In 2023, 17,774 individuals contracted the virus.

This marks a 7% increase compared to the previous year. Ghana recorded a decline in new HIV infections in 2022, with 16,574 cases reported compared to 18,036 in 2021.

Females accounted for a significant majority of new infections in 2023, with 11,317 women newly infected, representing 63.67% of the total, while 6,457 males were infected, representing 36.32%.

Among the newly infected individuals, 4,869 were youths aged 15 to 24, 1,698 were children under 15, 1,520 were adolescents aged 10 to 19, and 16,076 were adults over 15. This data highlights the need for targeted prevention strategies, especially among young people and adolescents.

As of 2023, an estimated 334,095 people in Ghana were living with HIV, with females outnumbering males. This includes 17,550 children under 14, 16,381 adolescents aged 10 to 19, 33,245 young adults aged 15 to 24, and 316,545 adults aged 15 and above.

Despite progress in treatment availability, 12,480 Ghanaians died from AIDS-related illnesses in 2023, highlighting the need for increased access to appropriate treatments and care.
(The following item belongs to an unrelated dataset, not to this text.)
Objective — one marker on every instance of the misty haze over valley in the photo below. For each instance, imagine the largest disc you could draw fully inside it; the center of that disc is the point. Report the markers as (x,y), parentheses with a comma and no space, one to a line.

The Ghana AIDS Commission remains committed to achieving the global 95-95-95 targets by 2025, aiming to have 95% of people living with HIV aware of their status, 95% of those diagnosed on antiretroviral therapy (ART), and 95% of those on ART achieving viral suppression. In 2023, Ghana achieved 65.3%, 69.4%, and 89.0% for the respective targets.

Dr. Kyeremeh Atuahene, Director General of the Ghana AIDS Commission, has called for increased efforts to combat AIDS, particularly among the economically active population aged 15 to 49. He emphasized that addressing the AIDS epidemic should be a national priority in Ghana.

Causes of HIV and Prevention:
HIV is transmitted through contact with certain body fluids, such as blood, semen, vaginal fluids, and breast milk, from a person who has HIV. The most common ways HIV is transmitted include:

  1. Unprotected sexual contact with an infected person.
  2. Sharing needles or syringes with someone who has HIV.
  3. Receiving contaminated blood products or organ transplants.
  4. From mother to child during childbirth or breastfeeding.

Prevention efforts include:

  1. Practising safe sex by using condoms consistently and correctly.
  2. Getting tested and knowing your partner’s HIV status.
  3. Avoid sharing needles or syringes.
  4. Take pre-exposure prophylaxis (PrEP) if you are at high risk of HIV.
  5. Ensuring access to antiretroviral therapy (ART) for those living with HIV to achieve viral suppression and reduce the risk of transmission.

Education, awareness, and access to healthcare services are crucial in the fight against HIV/AIDS. It is essential for individuals to know their status, seek appropriate care and treatment, and adopt preventive measures to reduce the spread of HIV.